Parents invited by Tire Nichols to State of the Union address

  • Tire Nichols’ parents are invited to the President’s State of the Union speech next week.
  • Nevada Rep. Steven Horsford, Chairman of the Congressional Black Caucus, presented the invitation.
  • Horsford said on MSNBC on Sunday that he wants to push for reforms of the criminal justice system.

The parents of Tire Nichols, who died earlier this month after being beaten by Memphis police officers, have been invited to next week’s State of the Union address.

Nevada Rep. Steven Horsford, chairman of the Congressional Black Caucus, presented the invitation to Nichols’ grieving parents. Speaking to PoliticsNation on MSNBC, Horsford said he spoke to the man’s family “to first offer them our condolences, to let them know we stand by them, to ask them what they think about us at this moment.” want”.

Horsford went on to say, both in the MSNBC appearance and in a statement released through the caucus, that he would call on President Joe Biden to meet with the family and push ahead with national reforms of the criminal justice system.

“Everyone should agree that the people of our communities should be safe and law enforcement has a duty to do their job,” Horsford told host Rev.
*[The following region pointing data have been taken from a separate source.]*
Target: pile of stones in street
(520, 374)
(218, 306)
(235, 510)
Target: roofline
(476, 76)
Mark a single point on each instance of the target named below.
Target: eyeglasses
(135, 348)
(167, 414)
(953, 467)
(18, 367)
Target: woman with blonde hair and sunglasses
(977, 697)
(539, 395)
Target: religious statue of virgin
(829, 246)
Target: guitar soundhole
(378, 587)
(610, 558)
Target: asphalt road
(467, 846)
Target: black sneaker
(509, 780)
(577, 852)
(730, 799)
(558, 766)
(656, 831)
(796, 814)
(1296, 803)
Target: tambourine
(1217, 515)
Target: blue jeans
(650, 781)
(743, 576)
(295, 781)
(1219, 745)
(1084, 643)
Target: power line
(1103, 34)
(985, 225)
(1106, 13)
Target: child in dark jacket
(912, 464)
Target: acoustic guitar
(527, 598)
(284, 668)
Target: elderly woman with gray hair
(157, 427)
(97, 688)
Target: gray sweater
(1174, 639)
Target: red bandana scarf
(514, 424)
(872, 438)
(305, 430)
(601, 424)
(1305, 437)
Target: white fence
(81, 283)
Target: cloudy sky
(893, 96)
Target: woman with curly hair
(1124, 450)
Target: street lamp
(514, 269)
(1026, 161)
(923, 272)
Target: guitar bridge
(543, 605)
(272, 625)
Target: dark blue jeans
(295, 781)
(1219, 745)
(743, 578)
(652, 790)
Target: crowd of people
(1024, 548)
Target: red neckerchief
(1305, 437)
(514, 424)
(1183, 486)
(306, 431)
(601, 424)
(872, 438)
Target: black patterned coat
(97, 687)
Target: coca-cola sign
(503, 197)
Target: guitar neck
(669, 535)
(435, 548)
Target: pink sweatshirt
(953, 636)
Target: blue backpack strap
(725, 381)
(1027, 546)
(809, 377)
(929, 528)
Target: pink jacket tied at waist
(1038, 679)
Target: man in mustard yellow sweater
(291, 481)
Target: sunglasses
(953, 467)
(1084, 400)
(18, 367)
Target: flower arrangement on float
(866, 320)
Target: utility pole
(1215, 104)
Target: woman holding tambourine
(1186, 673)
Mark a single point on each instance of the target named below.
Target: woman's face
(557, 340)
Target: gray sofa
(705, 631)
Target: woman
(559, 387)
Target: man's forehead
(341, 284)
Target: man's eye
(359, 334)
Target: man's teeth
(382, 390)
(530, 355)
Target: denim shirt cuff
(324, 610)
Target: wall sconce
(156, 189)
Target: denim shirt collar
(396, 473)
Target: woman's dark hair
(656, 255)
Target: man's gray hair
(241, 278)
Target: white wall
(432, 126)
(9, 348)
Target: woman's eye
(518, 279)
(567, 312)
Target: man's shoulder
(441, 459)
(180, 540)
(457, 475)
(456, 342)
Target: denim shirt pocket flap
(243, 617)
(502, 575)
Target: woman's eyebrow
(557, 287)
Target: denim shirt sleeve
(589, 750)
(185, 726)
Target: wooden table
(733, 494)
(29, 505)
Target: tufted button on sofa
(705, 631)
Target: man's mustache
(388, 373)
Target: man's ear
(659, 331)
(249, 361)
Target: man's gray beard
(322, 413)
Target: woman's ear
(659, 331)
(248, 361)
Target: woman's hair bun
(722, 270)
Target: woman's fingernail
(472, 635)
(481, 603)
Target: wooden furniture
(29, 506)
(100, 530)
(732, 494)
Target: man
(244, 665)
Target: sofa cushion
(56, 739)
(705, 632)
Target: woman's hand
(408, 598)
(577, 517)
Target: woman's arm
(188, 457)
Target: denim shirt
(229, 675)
Al Sharpton in his interview with PoliticsNation.

Ben Crump, the civil rights attorney representing RowVaughn and Rodney Wells, Nichols’ mother and stepfather, did not immediately respond to Insider’s request for comment. Representatives for Rep. Horsford did not immediately respond to Insider’s request for comment.

The address will take place on Tuesday, February 7th. Reuters reported that the war in Ukraine is expected to be a predominant theme in the annual speech, but Nichols’ death has reignited national protests and political talks about police accountability and reform that could also be highlighted.

“Like so many, I was outraged and deeply saddened to see the horrific video of the beating that resulted in the death of Tire Nichols,” Biden said in one expression On Friday night, he called for a “real and lasting change” in the use of violent policies and described Nichols’ death as “another painful reminder of the deep fear and trauma, pain and exhaustion that black and brown Americans experience every day.”